Leading American athletics coach Alberto Salazar, who has coached some of the world’s top distance runners including British Olympic track champion Mo Farah, has been banned for four years for doping violations.
The US Anti-Doping Agency (USADA) said Salazar’s punishment was for “orchestrating and facilitating prohibited doping conduct” as head coach of the Nike Oregon Project (NOP), a camp designed primarily to develop US endurance athletes.
After the ban was announced, the US Track and Field Federation (USATF) removed Salazar’s accreditation for the world athletics championships in Doha.
Salazar said he would appeal USADA’s decision, and sportswear giant Nike said in a statement that it would stand by him.
“I am shocked by the outcome today,” Salazar said in a statement. “My athletes and I have endured unjust, unethical and highly damaging treatment from USADA.”
“The Oregon Project has never and will never permit doping. I will appeal and look forward to this unfair and protracted process reaching the conclusion I know to be true. I will not be commenting further at this time.”
USADA said that Salazar, who also coached American Olympian Matthew Centrowitz among other top distance runners, trafficked banned performance-enhancing substance testosterone to multiple athletes.

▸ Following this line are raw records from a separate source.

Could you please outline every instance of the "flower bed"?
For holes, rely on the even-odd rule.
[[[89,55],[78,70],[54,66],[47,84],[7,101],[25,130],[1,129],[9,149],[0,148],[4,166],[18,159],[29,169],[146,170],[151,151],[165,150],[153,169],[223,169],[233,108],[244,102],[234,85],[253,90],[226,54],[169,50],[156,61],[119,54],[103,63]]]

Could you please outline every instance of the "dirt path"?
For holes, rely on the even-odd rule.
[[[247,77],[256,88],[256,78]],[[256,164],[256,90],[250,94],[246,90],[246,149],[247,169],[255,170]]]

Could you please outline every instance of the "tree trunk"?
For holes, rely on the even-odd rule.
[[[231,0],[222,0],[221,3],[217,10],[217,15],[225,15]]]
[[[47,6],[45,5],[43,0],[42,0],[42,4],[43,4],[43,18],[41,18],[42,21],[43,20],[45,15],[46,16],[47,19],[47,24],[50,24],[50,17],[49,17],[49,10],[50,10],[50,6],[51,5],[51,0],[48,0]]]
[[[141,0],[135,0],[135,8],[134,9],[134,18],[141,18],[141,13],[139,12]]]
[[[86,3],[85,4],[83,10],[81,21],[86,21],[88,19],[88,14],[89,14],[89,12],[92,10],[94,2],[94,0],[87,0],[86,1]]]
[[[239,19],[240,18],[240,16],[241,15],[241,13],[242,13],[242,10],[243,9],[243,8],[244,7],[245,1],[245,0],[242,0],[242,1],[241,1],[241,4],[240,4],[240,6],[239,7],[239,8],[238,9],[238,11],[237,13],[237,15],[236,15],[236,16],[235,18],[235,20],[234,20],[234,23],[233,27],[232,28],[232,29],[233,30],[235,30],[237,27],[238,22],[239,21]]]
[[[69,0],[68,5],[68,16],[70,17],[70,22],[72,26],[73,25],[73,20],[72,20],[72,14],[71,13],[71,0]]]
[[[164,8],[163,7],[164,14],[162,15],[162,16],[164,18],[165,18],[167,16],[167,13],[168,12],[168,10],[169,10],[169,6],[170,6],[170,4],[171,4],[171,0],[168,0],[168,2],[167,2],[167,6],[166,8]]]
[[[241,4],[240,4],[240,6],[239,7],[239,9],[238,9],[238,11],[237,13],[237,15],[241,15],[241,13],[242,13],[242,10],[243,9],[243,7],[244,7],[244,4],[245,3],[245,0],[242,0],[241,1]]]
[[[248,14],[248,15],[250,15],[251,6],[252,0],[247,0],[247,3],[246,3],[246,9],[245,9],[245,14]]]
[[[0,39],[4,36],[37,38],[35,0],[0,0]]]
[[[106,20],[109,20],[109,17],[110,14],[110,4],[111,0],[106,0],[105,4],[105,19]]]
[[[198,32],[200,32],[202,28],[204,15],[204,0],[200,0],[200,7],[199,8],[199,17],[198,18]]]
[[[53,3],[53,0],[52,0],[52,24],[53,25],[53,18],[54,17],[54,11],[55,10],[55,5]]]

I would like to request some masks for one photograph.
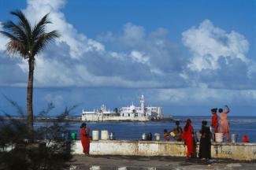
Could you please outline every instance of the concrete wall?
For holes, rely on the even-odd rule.
[[[74,153],[83,154],[79,141]],[[185,157],[186,147],[184,142],[176,142],[99,140],[91,142],[90,154]],[[256,143],[213,143],[211,154],[213,158],[253,161],[256,160]]]

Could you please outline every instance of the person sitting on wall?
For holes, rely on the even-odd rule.
[[[171,131],[170,135],[174,139],[174,141],[182,141],[182,128],[180,127],[180,121],[175,122],[176,127]]]
[[[170,140],[170,136],[168,134],[167,129],[164,129],[164,138],[165,138],[165,141]]]
[[[90,128],[86,128],[86,124],[83,123],[80,126],[80,139],[83,146],[83,152],[89,155],[90,148]]]

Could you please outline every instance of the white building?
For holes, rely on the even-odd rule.
[[[140,107],[133,105],[127,107],[122,107],[120,109],[121,116],[149,116],[152,118],[161,119],[163,116],[163,109],[161,107],[145,107],[145,98],[143,94],[139,100]]]
[[[145,107],[144,95],[139,100],[140,106],[133,105],[121,107],[119,110],[107,110],[105,105],[102,105],[101,109],[94,111],[84,111],[83,109],[82,120],[85,121],[104,121],[104,120],[138,120],[148,121],[152,119],[161,119],[163,116],[161,107]]]

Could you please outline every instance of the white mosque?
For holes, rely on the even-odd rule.
[[[130,106],[121,107],[119,110],[111,111],[102,105],[101,109],[84,111],[83,109],[82,120],[83,121],[104,121],[104,120],[138,120],[147,121],[152,119],[161,119],[163,109],[161,107],[145,107],[145,97],[140,98],[140,106],[132,104]]]

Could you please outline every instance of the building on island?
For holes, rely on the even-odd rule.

Salazar also tampered or attempted to tamper with NOP athletes’ doping control process, the agency said after concluding its four-year investigation.
Jeffrey Brown, who worked as a paid consultant endocrinologist for NOP on performance enhancement and served as a physician for numerous athletes in the training program, also received a four-year ban.
Several members of NOP are competing in the 2019 IAAF World Championships in Doha, Qatar.
None of the athletes Salazar has worked with were mentioned in Monday’s report.
Salazar stopped coaching Farah in 2017 when the runner decided to move back to England. Farah said at the time that the doping investigation was not the reason they parted ways.
“The athletes in these cases found the courage to speak out and ultimately exposed the truth,” Travis Tygart, USADA chief executive officer, said in a statement.
“While acting in connection with the Nike Oregon Project, Mr. Salazar and Dr. Brown demonstrated that winning was more important than the health and wellbeing of the athletes they were sworn to protect.”
Salazar said that Tygart’s comment was misleading and he had never put winning above the athletes’ safety.
“This is completely false and contrary to the findings of the arbitrators, who even wrote about the care I took in complying with the World Anti-Doping code,” he said.
Nike, which funds NOP, the nation’s most elite long-distance running training center in Portland under a $460 million, 26-year sponsorship deal with US Track and Field, said it would support Salazar’s appeal.
“Today’s decision had nothing to do with administering banned substances to any Oregon Project athlete. As the panel noted, they were struck by the amount of care Alberto took to ensure he was complying with the World Anti-Doping code,” it said.
“Nike does not condone the use of banned substances in any manner.”
Salazar, 61, was a celebrated distance runner, winning three consecutive New York City marathons starting in 1980.